10/11/2009—Happy Veterans Day. Today’s topic is whether members of a religion prone to violence should be permitted in our nation’s military. Just two recent examples: Christian terrorist Scott Roeder told The Associated Press on Monday he plans to argue he was justified in shooting Dr. George Tiller to protect unborn children; in Pittsburgh, on August 4, George Sodini shot and killed 3 women and wounded 9 others before taking his own life. Here is an entry from his blog: "Maybe soon, I will see God and Jesus. At least that is what I was told. Eternal life does NOT depend on works. If it did, we will all be in hell. Christ paid for EVERY sin, so how can I or you be judged BY GOD for a sin when the penalty was ALREADY paid. People judge but that does not matter."

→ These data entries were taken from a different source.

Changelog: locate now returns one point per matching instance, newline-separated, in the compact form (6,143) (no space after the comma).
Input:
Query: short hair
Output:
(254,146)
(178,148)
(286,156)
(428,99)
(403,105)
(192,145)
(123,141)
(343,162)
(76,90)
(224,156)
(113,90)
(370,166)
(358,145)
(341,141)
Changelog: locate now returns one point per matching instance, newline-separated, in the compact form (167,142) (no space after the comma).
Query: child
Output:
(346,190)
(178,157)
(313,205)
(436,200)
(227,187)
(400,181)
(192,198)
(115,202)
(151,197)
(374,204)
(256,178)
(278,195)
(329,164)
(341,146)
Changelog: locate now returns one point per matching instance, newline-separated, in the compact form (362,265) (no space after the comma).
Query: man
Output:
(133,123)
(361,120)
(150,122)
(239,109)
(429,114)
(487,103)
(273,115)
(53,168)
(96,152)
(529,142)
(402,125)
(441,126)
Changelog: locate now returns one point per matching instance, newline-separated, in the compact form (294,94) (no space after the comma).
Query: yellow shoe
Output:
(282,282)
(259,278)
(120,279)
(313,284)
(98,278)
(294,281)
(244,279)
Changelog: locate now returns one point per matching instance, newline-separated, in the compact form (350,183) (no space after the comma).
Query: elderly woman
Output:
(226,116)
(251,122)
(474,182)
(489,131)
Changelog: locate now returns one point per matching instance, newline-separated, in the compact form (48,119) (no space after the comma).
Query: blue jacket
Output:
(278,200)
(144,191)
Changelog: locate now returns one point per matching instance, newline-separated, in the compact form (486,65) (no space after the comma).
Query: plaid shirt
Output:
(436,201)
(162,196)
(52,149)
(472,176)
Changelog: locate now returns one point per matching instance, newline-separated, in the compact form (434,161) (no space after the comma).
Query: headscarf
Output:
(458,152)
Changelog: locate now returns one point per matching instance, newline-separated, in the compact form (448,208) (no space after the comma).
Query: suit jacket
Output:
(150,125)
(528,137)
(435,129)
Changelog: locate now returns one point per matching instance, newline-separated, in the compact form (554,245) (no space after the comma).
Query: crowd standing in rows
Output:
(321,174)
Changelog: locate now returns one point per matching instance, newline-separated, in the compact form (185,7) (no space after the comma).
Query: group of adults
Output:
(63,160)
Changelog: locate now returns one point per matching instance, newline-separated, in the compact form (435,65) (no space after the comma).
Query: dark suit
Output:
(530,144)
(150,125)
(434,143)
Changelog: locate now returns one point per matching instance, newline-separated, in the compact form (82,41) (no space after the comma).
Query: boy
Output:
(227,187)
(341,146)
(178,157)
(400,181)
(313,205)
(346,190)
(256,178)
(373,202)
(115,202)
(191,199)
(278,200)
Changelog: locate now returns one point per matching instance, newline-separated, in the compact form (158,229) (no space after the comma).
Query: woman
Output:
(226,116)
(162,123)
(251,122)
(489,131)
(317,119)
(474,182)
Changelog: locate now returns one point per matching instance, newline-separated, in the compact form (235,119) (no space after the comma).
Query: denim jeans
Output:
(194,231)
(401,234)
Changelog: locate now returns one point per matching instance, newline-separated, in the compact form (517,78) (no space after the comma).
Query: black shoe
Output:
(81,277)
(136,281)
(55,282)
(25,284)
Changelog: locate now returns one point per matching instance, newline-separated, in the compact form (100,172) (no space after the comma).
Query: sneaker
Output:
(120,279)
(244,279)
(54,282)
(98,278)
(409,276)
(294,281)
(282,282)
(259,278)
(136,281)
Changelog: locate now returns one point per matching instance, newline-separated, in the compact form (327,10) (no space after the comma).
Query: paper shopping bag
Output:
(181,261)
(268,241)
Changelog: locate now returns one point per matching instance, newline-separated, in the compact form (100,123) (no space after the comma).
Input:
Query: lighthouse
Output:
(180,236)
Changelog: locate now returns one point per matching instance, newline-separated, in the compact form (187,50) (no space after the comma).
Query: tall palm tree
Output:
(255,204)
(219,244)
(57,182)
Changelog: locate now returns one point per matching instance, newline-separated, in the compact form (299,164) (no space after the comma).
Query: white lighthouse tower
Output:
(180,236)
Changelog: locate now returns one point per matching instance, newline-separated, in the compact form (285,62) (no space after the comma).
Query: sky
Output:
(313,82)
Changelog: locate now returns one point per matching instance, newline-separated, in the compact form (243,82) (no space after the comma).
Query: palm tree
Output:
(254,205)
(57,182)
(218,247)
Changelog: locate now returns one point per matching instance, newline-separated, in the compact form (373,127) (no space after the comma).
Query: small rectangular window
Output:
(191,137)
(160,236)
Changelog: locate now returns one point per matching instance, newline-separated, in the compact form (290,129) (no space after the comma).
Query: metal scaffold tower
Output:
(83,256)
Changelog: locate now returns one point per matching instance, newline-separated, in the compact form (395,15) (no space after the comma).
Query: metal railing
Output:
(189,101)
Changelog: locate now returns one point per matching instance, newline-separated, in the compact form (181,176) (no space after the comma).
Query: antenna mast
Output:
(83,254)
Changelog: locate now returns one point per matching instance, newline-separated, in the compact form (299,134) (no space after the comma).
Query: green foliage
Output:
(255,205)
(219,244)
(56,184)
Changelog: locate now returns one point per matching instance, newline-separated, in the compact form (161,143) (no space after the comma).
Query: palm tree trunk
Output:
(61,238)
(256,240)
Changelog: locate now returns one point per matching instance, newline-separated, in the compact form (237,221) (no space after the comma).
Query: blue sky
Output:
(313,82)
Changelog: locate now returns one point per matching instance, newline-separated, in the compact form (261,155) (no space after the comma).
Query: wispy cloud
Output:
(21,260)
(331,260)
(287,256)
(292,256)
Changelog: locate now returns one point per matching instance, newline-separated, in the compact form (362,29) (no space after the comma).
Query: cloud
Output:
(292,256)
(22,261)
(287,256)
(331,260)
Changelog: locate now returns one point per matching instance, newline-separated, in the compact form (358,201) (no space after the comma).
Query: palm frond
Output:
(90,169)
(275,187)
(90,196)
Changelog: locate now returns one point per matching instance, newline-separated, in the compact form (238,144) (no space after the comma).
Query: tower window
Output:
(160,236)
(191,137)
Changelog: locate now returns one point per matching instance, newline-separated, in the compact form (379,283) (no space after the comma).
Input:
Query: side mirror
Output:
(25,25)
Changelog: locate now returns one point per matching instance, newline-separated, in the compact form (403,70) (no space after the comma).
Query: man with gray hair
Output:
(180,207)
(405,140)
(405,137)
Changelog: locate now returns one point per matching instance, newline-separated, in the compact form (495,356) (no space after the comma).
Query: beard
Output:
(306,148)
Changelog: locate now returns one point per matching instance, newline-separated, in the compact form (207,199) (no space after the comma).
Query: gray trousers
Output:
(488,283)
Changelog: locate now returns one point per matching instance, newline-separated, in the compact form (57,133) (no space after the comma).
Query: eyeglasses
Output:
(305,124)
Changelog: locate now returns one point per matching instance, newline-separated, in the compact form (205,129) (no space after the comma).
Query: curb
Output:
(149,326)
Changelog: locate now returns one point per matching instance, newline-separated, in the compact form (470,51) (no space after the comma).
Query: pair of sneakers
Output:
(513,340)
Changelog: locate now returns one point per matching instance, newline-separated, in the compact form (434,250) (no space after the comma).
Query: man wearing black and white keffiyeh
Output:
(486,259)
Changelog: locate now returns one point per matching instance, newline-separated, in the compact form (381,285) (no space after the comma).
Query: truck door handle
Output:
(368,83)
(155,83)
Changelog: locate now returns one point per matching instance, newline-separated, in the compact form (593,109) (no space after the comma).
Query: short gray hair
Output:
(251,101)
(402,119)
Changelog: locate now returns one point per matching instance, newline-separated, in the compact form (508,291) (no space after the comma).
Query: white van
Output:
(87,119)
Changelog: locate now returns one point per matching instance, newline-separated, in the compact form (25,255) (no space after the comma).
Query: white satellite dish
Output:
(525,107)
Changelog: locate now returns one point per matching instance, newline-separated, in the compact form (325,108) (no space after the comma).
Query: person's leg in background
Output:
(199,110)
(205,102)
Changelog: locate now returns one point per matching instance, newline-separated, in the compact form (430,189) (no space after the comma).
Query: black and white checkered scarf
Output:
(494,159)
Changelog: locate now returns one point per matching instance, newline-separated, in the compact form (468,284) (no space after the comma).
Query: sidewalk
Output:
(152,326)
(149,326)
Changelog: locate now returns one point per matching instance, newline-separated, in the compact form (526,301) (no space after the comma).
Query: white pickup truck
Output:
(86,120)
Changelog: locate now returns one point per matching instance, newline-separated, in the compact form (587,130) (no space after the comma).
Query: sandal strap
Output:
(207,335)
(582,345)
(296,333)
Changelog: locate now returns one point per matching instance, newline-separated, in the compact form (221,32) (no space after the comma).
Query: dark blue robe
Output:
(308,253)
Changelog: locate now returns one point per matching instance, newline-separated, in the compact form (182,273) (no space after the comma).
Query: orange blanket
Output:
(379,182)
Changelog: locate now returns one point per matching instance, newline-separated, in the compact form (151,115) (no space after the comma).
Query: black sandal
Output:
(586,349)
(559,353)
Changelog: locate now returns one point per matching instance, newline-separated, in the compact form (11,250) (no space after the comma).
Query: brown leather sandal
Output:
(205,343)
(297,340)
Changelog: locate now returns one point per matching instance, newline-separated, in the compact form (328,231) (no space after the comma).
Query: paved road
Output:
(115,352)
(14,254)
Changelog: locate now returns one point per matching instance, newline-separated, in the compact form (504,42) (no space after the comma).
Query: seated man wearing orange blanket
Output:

The problem with Christianity is that its dogma of an afterlife with God in heaven assures its believers bliss for eternity if only they serve God to the greatest possible extreme while alive. If we don’t actually keep Christians out of the military, we should at least be careful to make sure the Christians we do allow in are not tainted by Christian extremism.
Actually, I’m not serious. It’s just my way of putting in perspective the murders committed by Maj. Nidal Malik Hasan, a Muslim, at Ft. Hood. All religions have their violent extremists. Secularists do too, as evidenced by Mao, Stalin and Pol Pot.
What should we do about it? Fortunately, the Constitution gives the answer: Nothing. The only way for a free society to combat religious hatred is by practicing freedom. Of course, there must always be vigilance and media reports suggest that in Hasan’s case, the government might have had enough information to prevent this tragedy.
Nevertheless, in the end, the most important thing is to treat all Americans equally regardless of race, color, national origin or religion. No special tests, no particular investigations.